Question

(a) The room-temperature electrical conductivity of a semiconductor specimen is 13 (Ω-m)-1. The hole concentration is known to be 4.0E+20 m-3. The electron and hole mobilities for this material are 0.38 and 0.18 m2/V-s, respectively. Compute the electron concentration. (Use scientific notation.) m-3

(b) On the basis of the result in part (a), is the specimen intrinsic, n-type extrinsic, or p-type extrinsic? the tolerance is +/-2%

Answer 1

Answer: a) 0.24E+20 m-3. b) p-type extrinsic.

Explanation:

The current density in a semiconductor is composed by two types of charge carriers: electrons and holes.

This parameter, is proportional to the Electric field within the semiconductor, being the proportionality constant, the electrical conductivity of the material, that takes into account the charge carrier concentrations, and the mobility for each type.

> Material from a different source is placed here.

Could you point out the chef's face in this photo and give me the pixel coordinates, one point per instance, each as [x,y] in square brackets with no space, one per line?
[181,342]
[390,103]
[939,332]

The expression for electrical conductivity is as follows:

σ = q . ne . µe + q . np . µp

Replacing by the given values, and the value of q (charge of an electron), we can get the only unknown that remains, ne , as follows:

ne =( σ – (q . np . µp)) / q µe = (13 (Ω.m)-1 – (1.6E-19) coul(4.0E+20) m-3.0.18) m2/V-s /( (1.6E-19).0.38) coul.m2/V-s

ne = 0.24E+20.

As ne is smaller than np, this means that the semiconductor behaves like a p-type extrinsic one.